En 1973 el Golpe de Estado de Pinochet puso a la CIA en la picota, también en Estados Unidos. El Senado creó el Comité Church que, entre otros asuntos, investigó a dónde iba a parar el dinero de la central de inteligencia.
El Comité concluyó que, de manera encubierta, la CIA estaba financiando una buena parte de las becas, los cursos y la investigación científica. Durante los años sesenta la mitad de las subvenciones para la investigación internacional (excluidas las becas de las Fundaciones Carnegie, Ford y Rockefeller, que tenían sus propios lazos de la CIA) fueron financiadas en secreto o influenciadas por la CIA.
Durante la Guerra Fría el complejo militar industrial moldeando el desarrollo de disciplinas, como la antropología. La CIA financiaba a la Fundación Asia, que a su vez financiaba a la Asociación Americana de Antropología (1).
Los enredos de la antropología con las cenfrales de inteligencia han evolucionado de manera notable desde entonces porque los antropólogos se dieron cuenta de que, e varios países del mundo, su trabajo estaba siendo cosechado y a veces secuestrado por instituciones militares y de inteligencia para la lucha contrainsurgente.
Tras el triunfo de la Revolución Cubana el Pentágono impulsó el Proyecto Camelot, un plan de investigación social para “predecir y prevenir” las revoluciones en el mundo, especialmente en América Latina (2).
El Pentágono quería entender las condiciones económicas, políticas y sociales que hacían que un país fuera propenso a la revolución. Querían tener una especie de “mapa de riesgos” para poder intervenir antes de que el descontento social se convirtiera en un levantamiento insurreccional.
En países como Chile, el proyecto se presentó como una investigación académica neutral e inofensiva. Los investigadores entrevistaban a personas sobre sus creencias políticas y su opinión sobre la democracia, pero en realidad estaban clasificando a la población según su ”potencial subversivo”.
Las investigaciones de Camelot se utilizaron para la guerra sicológica, para influir en los comportamientos políticos y, de esa manera, para manipular las elecciones.
El proyecto se destapó en Chile muy rápidamente, levantando ua ola de indignación. Detrás de los universitarios y los sondeos estaba el Pentágono.
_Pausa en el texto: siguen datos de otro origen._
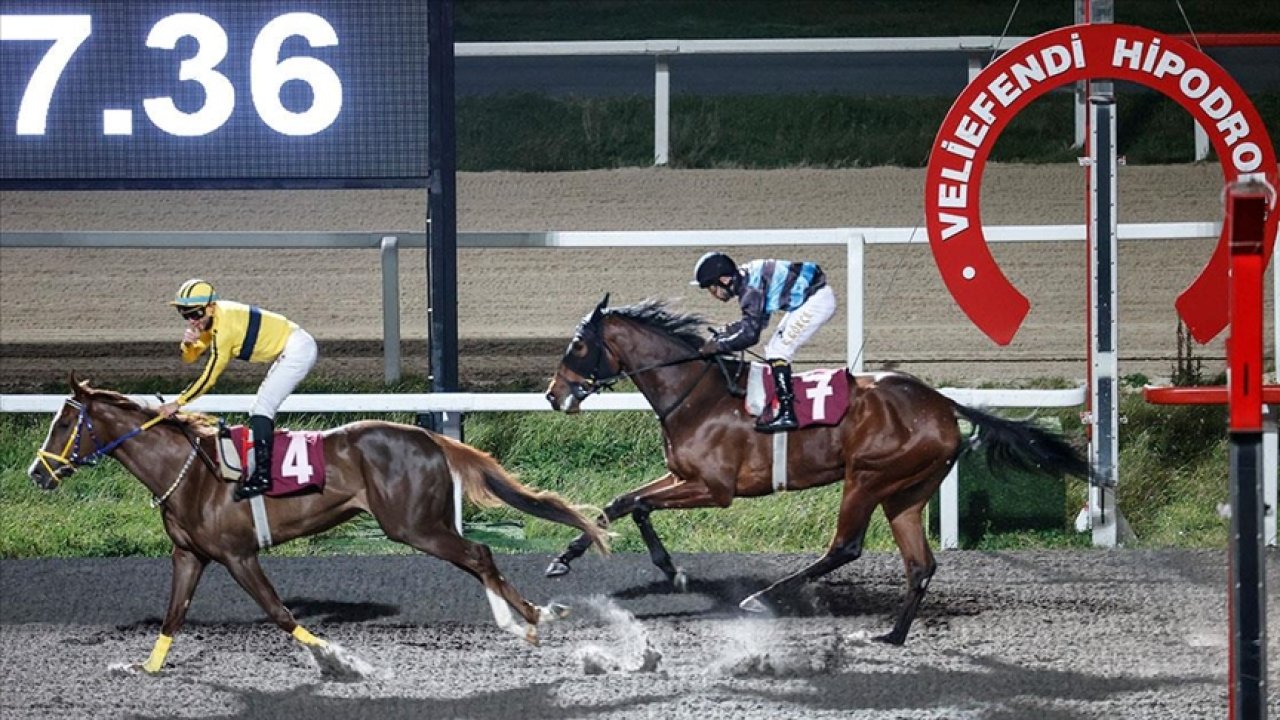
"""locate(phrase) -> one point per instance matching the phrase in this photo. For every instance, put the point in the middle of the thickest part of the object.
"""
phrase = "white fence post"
(661, 110)
(391, 309)
(949, 502)
(855, 247)
(1201, 142)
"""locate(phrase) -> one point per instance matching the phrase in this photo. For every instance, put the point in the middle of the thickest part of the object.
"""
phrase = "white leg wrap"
(503, 615)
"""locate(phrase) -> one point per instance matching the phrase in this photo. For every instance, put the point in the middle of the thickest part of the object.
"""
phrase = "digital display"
(163, 94)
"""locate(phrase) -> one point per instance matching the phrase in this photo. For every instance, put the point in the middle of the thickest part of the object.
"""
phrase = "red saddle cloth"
(297, 459)
(822, 396)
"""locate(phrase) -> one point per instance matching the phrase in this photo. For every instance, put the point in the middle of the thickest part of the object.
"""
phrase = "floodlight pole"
(442, 264)
(1246, 217)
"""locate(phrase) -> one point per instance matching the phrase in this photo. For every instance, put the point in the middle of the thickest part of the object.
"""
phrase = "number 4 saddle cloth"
(297, 459)
(822, 396)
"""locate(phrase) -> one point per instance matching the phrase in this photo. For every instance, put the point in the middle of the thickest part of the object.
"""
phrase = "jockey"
(763, 286)
(229, 329)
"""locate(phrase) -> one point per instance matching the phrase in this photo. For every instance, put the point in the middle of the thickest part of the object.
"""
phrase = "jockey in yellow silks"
(227, 331)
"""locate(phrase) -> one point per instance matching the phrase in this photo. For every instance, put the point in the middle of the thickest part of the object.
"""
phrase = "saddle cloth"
(822, 396)
(297, 459)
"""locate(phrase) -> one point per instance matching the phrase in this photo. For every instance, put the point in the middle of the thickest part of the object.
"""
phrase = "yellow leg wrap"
(304, 637)
(158, 654)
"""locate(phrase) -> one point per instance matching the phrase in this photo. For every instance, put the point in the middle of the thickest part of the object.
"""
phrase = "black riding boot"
(260, 482)
(785, 419)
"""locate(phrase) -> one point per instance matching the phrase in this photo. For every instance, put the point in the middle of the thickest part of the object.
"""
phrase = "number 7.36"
(268, 72)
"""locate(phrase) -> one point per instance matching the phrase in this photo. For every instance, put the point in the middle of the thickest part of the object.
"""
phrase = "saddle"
(821, 396)
(297, 459)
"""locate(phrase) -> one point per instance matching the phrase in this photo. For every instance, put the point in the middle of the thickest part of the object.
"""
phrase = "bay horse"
(892, 447)
(401, 474)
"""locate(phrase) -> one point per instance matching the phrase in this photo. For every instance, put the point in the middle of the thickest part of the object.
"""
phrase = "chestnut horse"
(892, 447)
(401, 474)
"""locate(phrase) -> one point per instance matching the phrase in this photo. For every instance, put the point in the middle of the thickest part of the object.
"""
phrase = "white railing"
(978, 49)
(513, 401)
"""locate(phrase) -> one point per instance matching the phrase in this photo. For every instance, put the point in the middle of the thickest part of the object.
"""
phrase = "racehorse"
(892, 447)
(401, 474)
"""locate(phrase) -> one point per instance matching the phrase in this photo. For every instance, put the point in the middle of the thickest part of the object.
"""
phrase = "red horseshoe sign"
(1031, 69)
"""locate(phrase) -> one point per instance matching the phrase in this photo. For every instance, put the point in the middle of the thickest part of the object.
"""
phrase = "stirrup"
(248, 488)
(778, 423)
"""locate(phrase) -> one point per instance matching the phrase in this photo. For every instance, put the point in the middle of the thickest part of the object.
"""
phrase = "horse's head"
(73, 440)
(588, 367)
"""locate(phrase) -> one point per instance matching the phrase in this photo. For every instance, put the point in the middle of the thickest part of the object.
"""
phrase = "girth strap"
(261, 527)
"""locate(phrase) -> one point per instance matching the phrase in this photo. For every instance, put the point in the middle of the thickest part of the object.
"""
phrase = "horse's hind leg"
(846, 546)
(618, 506)
(476, 559)
(909, 534)
(250, 575)
(187, 570)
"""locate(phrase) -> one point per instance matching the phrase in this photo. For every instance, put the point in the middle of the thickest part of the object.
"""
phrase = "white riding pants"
(798, 326)
(286, 373)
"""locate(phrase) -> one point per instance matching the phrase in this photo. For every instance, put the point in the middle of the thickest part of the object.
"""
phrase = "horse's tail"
(487, 483)
(1022, 443)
Fue visto como una nueva forma de colonialismo, provocando un conflicto diplomático entre Chile y Estados Unidos. El diputado comunista Jorge Montes, exigió al gobierno chileno que cancelara los visados de los científicos sociales estadounidenses que trabajaban en el país.
Debido a la presión internacional y al repudio generalizado, el proyecto fue cancelado oficialmente. Fue un golpe muy duro para las investigaciones en ciencias sociales, ya que muchos universitarios fueron criticados por colaborar con espías y militares.
Al quedar al descubierto, los académicos en encogieron de hombros: “Yo no sabía nada”. Como tantos otros, se limitaban a cobrar y a “hacer su trabajo”. Lo demás no les importaba nada; el dinero no tiene color, y nadie persigue las subvenciones con más empeño que un investigador. Les gusta hablar de “libertad de cátedra”, pero sin financiación no hay artículos, ni revistas, ni conferencias, ni becas, ni premios.
A principios de la década de los setenta, a los antropólogos que trabajaban en operaciones de contrainsurgencia en Tailandia les ocurrió lo mismo que en Chile: su sucia tarea quedó al descubierto.
La Asociación Americana de Antropología también quedó al descubierto y cambió las normas deontológicas: a partir de entonces los antropólogos no podían colaborar con el espionaje.
Pero el dinero es muy goloso y los científicos no son inmunes a los cantos de sirena. En 2001 ya nadie se quería acordar de aquellas normas. Se produjeron los atentados contra las Torres Gemelas y el inicio de la “guerra contra el terrorismo”. La antropología podía volver a desempeñar un papel contrarrevolucionario de la mano del Pentágono y la CIA.
La Asociación Americana de Antropología ya no tenía tantos escrúpulos. Si hay físicos que fabrican bombas nucleares, también puede haber antropólogos que ayuden a luchar contra la revolución, las movilizaciones y las protestas, sobre todo si cuentan con cámaras de videovigilancia, móviles, bases de datos e inteligencia artificial.
Los militares y las centrales de inteligencia siguen vigilando y realizando seguimientos de los ciudadanos. Forma parte de la doctrina de la seguridad nacional, una política preventiva que se ha perfeccionado con el paso del tiempo gracias al trabajo de los científicos sociales.